Sawday selects properties on the basis of recommendations from readers and its own investigations. Properties are then inspected, though usually this is not done anonymously. Sawday rejects about 25 per cent of the places that apply, either before or after inspection. "We are not in the pay of anybody and no one is twisting our arms, so we are 100 per cent independent," said Alastair Sawday, the company's founder. "The argument that we are compromised by charging is nonsense. If there's something we don't like about a property we can hint at it. If the owners aren't the best thing about the hotel then we emphasise the property. Our readers are used to reading between the lines and they like that.

"I have absolutely no problem with charging. The owners provide half our income and if we cut that out we would go bankrupt in six months. Of course I regret that there are hotels who will not pay and so cannot be included but they are a small number. But there is also a number of very good hotels that we don't include because they are too pompous or ludicrously overpriced."

Andrew Warren, of Condé Nast Johansens, said its inspectors carry out assessments in co-operation with the owners for practical reasons. "It's difficult to inspect a hotel without the hotelier suspecting that someone is giving it the once over," he said. "The hotel pays for the entry so it does see a proof of the copy but only to correct factual errors. We make it clear to readers on the back cover of the books that the hotels pay for inclusion."

Hoteliers appear to take the requests for payment with a degree of sangfroid. Nigel Anderson, who runs the Escondrijo boutique hotel in Vejer de la Frontera in Cadiz, featured in the Mr and Mrs Smith guide, believes most hotels recognise the benefits of inclusion. "For a new and small business such as ours it represents a terrific opportunity to increase our exposure to our natural demographic, and if we have to pay to contribute to the production and marketing costs it is a price we are willing to pay," he said.
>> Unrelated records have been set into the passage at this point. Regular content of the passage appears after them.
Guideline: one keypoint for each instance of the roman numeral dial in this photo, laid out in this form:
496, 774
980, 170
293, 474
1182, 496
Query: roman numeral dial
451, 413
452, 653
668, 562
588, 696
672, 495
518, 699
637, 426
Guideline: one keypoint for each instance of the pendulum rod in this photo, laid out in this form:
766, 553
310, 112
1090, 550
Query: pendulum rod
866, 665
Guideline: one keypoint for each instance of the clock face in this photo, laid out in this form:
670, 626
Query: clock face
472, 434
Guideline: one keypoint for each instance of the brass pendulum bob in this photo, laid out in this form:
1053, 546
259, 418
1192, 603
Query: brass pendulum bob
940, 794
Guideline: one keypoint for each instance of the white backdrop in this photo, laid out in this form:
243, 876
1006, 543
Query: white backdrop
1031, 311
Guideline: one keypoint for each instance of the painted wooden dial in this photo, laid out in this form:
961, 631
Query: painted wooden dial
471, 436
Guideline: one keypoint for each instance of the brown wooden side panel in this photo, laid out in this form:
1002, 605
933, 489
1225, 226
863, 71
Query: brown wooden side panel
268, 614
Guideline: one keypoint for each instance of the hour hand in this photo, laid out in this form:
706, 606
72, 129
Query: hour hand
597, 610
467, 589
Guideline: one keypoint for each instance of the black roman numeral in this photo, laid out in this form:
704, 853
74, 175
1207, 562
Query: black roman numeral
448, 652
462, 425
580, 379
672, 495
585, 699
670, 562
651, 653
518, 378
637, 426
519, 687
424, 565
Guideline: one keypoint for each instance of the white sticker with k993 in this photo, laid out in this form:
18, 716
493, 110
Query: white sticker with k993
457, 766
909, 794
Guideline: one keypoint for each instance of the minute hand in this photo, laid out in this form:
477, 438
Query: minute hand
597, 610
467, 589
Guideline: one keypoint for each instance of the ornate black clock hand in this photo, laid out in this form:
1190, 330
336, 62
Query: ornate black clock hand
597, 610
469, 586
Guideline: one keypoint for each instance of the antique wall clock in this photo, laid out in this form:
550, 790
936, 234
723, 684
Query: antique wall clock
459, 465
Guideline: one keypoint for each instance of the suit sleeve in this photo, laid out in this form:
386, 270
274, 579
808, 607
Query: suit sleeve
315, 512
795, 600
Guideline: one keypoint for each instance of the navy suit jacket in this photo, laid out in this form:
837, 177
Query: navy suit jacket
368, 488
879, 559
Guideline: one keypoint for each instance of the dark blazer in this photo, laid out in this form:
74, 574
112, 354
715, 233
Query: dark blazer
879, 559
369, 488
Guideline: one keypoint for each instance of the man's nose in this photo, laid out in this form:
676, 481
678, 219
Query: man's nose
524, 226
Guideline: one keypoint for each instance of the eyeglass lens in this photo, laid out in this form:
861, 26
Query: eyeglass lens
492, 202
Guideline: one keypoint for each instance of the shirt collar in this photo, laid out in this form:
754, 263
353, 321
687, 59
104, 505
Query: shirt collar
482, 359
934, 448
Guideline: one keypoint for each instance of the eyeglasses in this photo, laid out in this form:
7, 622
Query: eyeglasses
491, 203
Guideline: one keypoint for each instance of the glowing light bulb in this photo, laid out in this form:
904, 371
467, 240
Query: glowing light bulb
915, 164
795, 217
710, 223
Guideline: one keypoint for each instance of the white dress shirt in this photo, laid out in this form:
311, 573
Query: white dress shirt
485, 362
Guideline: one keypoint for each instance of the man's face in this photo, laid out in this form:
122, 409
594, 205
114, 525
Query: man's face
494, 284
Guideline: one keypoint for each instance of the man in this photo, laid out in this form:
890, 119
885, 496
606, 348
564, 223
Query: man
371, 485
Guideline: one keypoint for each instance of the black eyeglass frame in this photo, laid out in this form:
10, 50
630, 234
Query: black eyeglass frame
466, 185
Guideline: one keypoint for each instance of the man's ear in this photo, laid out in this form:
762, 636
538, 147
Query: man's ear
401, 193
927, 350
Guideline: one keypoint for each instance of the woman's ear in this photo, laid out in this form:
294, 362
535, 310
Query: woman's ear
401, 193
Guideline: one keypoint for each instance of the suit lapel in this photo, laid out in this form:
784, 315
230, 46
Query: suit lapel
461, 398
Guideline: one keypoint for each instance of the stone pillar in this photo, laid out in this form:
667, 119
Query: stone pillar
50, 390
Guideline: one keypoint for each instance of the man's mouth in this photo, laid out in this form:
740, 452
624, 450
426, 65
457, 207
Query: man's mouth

Harry Hodgson, who has run Currarevagh, a manor house hotel in Connemara in Ireland, since 1970, pays to be in Sawday but draws the line at other guides. "I'm against the ones that charge," said Mr Hodgson. "We've been asked to pay to appear in a lot of guides. With Sawday I take the longer view that they charge a fairly minimal amount and that we get business from them and their website. But we are in quite a few guides that don't charge and they bring in a lot of business. The problem is that most of the public isn't aware that many guides charge. They tend to look in a few guidebooks and if you are in three out of five they reckon you are OK. If you're not in a guidebook they may think it's because you're no good when in fact it's just because you don't want to pay to be in it. I can understand why other hoteliers make the decision to pay."

Ultimately, Mr Raphael recognises that all guides are subjective, but he feels that frank and good writing is the key to providing readers with a realistic impression. "Our readers are quick to tell us if they don't think an entry faithfully reflects a hotel," he said. "Even the best hotel may have a really bad night or an unattractive aspect. We have to be free to say it is close to a sewage farm and gets the odd whiff when the wind blows. That's just pure bad luck but it can still be an excellent hotel."